Booth enlists the help of Sweets to go talk to del Campo's girlfriend, Maria Alvarado. Maria denies having anything to do with del Campo. Sweets recognizes her son, Javier, from the community center at which he has been working, after Booth almost shoots the kid. Back at the FBI, they learn that the gun that killed del Campo was a Rossi snubnose .38. Gangs use so-called "library guns" where someone checks one out and returns it, as this muddles the chain of evidence for police and FBI. The only local gang not shot by this gun is the 520 Mafia. Booth and Sweets go talk to Curtis Martin, their leader. During their porch chat, a couple Estrellas Locas drive by shooting at them. Booth and Sweets get down, and Martin kills them with an unlicensed semiautomatic. Booth disarms and cuffs him, then brings him into the FBI. But Martin denies that the 520 Mafia had anything to do with del Campo; rather, he says that one of the Estrellas was talking to police.
Back at the Jeffersonian, Brennan and team finally figure out the cause of death. Although Wendell found what looks like a second bullet entrance wound, there was only one shot. The bullet nicked the C1 and winged sideways, exiting through the parietal and making it look like an entry wound. The shooter was in front of and below del Campo. The Jeffersonian then gets the head of a seventh victim killed with the same gun: Adrianna Garcia. A bullet entered her parietal and killed her. Kerf marks on her decapitated head suggest a heavy blade. Miss Julian suggests that Garcia was sleeping with del Campo, but del Campo and the other Estrellas found out that Garcia was talking to police.
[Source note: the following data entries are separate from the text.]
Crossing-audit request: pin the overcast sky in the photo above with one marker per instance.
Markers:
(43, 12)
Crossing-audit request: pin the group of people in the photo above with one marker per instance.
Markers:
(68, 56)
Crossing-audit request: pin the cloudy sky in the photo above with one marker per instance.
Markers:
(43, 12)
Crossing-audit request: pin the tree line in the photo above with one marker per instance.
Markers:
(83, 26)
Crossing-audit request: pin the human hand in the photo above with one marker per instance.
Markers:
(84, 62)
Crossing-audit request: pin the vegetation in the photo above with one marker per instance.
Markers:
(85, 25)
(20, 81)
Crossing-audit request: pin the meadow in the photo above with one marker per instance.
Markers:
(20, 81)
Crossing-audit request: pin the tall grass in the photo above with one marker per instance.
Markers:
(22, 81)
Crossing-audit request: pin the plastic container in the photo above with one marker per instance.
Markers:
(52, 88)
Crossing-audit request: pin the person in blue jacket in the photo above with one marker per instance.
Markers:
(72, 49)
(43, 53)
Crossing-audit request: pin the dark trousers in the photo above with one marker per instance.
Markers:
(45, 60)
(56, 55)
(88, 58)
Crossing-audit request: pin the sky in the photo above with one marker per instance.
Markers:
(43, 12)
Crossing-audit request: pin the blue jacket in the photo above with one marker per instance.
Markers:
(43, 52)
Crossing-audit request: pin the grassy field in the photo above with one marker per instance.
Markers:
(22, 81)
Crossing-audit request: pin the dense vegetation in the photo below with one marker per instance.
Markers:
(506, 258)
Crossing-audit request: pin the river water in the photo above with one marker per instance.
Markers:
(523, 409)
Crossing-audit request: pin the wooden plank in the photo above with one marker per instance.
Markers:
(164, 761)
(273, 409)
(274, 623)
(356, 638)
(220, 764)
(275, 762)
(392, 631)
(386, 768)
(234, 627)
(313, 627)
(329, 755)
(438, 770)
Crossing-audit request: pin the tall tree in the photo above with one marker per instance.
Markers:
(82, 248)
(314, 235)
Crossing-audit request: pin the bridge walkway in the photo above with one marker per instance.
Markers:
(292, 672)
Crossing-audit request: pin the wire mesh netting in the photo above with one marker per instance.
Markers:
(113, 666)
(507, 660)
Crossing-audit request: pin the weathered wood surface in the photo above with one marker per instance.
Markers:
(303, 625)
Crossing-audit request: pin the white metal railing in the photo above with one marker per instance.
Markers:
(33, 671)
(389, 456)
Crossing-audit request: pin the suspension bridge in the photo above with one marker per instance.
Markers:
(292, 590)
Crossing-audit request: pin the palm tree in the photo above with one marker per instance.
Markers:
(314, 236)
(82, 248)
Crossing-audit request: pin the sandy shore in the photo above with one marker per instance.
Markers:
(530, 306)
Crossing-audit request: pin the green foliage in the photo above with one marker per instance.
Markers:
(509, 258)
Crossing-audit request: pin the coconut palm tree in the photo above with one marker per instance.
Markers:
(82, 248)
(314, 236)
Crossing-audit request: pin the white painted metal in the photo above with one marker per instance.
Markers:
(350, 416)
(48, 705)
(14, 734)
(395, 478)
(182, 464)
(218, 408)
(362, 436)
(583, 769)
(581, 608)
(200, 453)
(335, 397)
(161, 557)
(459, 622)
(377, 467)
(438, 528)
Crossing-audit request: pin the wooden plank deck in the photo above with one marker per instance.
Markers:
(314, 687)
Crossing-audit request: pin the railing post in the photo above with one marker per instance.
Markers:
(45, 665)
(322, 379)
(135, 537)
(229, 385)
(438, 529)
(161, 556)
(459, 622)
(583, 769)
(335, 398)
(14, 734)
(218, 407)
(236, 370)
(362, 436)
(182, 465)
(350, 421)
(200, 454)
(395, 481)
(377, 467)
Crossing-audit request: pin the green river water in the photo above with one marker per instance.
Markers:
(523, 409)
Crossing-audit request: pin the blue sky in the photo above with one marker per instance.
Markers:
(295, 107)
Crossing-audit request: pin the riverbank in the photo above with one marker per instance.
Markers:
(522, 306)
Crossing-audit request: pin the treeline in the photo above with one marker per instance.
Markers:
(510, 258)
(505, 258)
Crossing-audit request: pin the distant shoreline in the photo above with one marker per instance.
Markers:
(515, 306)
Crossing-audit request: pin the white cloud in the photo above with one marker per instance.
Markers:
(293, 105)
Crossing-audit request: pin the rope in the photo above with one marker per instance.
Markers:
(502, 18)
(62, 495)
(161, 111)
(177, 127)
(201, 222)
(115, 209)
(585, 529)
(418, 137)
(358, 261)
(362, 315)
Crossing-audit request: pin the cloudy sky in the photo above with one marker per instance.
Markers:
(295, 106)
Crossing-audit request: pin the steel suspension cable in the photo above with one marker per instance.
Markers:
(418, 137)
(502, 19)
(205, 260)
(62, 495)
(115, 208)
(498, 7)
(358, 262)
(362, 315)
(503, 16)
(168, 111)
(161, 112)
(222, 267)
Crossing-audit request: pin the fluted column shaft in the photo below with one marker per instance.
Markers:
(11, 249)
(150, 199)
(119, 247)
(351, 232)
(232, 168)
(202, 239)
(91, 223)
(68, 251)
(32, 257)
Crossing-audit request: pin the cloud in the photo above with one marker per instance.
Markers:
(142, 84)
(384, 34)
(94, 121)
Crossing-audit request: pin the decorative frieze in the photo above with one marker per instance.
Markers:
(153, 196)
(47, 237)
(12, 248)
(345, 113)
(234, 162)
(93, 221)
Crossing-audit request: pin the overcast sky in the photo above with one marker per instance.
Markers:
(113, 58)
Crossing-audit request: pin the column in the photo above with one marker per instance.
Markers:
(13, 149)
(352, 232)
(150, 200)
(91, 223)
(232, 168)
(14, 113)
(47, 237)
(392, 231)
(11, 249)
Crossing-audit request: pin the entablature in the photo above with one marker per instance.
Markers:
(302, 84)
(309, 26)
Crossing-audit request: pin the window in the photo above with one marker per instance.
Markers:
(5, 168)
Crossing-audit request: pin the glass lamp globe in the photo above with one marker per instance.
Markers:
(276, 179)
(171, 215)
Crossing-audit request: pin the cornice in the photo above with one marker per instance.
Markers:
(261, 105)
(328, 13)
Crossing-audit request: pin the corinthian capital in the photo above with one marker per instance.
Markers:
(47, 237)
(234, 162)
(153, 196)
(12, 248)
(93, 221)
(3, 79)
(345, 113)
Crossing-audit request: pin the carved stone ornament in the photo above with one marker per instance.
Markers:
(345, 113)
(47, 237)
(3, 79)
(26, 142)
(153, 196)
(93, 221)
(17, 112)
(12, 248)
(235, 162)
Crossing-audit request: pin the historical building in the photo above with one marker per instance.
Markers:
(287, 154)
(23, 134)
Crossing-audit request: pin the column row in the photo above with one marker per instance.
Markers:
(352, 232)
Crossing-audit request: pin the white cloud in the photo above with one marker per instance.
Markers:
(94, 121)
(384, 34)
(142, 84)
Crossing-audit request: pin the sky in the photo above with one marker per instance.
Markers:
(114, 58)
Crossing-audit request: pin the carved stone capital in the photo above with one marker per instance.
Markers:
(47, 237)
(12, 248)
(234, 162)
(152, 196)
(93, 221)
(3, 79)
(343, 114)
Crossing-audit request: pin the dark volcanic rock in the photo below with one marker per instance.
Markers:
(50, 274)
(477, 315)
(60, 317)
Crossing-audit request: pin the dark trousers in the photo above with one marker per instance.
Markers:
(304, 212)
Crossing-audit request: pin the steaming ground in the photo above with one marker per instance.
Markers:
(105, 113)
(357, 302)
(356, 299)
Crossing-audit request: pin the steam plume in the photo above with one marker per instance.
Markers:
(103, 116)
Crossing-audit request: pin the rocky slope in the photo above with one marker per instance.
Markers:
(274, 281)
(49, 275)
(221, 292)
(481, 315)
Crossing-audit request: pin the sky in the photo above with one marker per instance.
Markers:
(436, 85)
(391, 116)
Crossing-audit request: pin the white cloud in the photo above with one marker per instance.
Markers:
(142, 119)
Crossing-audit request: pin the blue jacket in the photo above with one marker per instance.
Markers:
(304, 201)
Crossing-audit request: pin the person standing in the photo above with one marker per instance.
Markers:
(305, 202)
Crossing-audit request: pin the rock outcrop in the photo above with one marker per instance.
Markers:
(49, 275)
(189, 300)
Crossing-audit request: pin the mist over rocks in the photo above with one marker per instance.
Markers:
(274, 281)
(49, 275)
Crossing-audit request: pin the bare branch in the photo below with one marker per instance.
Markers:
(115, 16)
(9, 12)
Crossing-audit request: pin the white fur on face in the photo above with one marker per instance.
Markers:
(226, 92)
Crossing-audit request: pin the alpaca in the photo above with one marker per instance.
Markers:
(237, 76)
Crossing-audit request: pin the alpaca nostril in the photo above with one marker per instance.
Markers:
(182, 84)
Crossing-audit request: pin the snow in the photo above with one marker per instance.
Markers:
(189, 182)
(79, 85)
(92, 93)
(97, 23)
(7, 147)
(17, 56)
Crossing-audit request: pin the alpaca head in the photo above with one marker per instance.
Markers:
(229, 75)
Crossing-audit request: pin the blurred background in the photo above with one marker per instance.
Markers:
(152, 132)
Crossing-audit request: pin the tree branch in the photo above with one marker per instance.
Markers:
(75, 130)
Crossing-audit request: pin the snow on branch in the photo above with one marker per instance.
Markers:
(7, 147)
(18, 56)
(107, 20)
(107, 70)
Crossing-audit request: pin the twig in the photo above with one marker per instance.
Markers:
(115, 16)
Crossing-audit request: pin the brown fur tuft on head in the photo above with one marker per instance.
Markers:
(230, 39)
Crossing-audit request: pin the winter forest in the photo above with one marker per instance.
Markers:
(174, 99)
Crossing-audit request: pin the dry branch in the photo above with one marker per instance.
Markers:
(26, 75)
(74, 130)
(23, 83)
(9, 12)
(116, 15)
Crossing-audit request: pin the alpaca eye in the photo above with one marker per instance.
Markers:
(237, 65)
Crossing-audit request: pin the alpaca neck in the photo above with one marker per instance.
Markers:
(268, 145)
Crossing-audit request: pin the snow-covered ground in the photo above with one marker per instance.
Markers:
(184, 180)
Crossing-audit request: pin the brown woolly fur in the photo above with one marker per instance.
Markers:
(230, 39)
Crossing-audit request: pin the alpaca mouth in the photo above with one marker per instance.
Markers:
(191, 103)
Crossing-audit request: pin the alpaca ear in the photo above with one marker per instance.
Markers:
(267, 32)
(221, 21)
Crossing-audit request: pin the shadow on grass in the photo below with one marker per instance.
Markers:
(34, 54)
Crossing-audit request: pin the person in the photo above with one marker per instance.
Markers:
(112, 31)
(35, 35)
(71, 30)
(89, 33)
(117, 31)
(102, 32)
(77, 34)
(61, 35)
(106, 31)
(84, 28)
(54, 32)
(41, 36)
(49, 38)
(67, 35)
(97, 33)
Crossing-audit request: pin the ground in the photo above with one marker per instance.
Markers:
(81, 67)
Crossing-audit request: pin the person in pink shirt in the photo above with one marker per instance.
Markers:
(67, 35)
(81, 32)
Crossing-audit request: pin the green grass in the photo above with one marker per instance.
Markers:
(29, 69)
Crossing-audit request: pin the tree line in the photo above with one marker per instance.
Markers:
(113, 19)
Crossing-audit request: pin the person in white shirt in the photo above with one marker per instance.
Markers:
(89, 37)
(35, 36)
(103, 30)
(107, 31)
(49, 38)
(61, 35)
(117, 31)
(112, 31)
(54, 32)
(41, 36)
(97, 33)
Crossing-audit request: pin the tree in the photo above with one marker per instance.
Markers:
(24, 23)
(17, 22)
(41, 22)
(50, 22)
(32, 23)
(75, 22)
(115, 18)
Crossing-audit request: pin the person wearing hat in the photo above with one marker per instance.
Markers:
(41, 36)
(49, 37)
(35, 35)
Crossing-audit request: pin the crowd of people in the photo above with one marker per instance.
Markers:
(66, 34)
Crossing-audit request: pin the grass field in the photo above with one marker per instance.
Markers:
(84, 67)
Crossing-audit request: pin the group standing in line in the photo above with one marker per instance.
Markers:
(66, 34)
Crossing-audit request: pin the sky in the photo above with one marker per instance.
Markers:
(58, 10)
The fracturing to Garcia's right zygomatic matches the fracturing on del Campo's patella, meaning he kneed her in the face hard enough to break his kneecap and her cheekbone.
Booth thinks he has put two and two together, assuming that Maria killed del Campo when she found out he was sleeping with Adrianna Garcia. She denies this, and Sweets decides to talk to Maria and her son, Javier, together. He gets a quick confession out of the kid: Javier was terrified that del Campo would kill him and/or his mother. So he followed him to where del Campo was going to burn the car and said he was there to collect the library gun. del Campo handed it over, and Javier shot him. Then apparently got him into the car and set it on fire, then did something with the gun, I guess, since Javier claims not to know where the gun is. He leads the FBI to someone named Anna, the gun librarian, through a cell phone call. Booth shows up and catches Anna and some other Estrellas trying to get rid of the evidence. Everyone wants Sweets back thanks to this case, but he wants to stay at the community center a bit longer, to help kids like Javier.
- Supraorbital ridge is fine for a rough assessment of sex. I still think attempting to work out Hispanic ancestry from the skeleton is poor forensic anthropology. (And why do they use the lesser-known term "malar" when discussing the ancestry, but "zygomatic" when talking about the fracture? Strange.)
- So del Campo's patella looks like it was smashed by a crowbar or club. Turns out, it was smashed by someone else's face. I'm not buying that there is a similar amount of force at work in those two scenarios... Nor that the Jeffersonian team could "match" fracture patterns from his patella to Garcia's cheek.
- The ID was made using facial recognition software? On a thoroughly burned skull? Not, say, dental records? Angela is truly a miracle worker, as always.
- I suppose the two entry wounds thing could have been caused by a ricocheting bullet, as Brennan suggests. Bone warping from the fire could certainly have caused changes to the skull that preclude easy identification of things like cause of death.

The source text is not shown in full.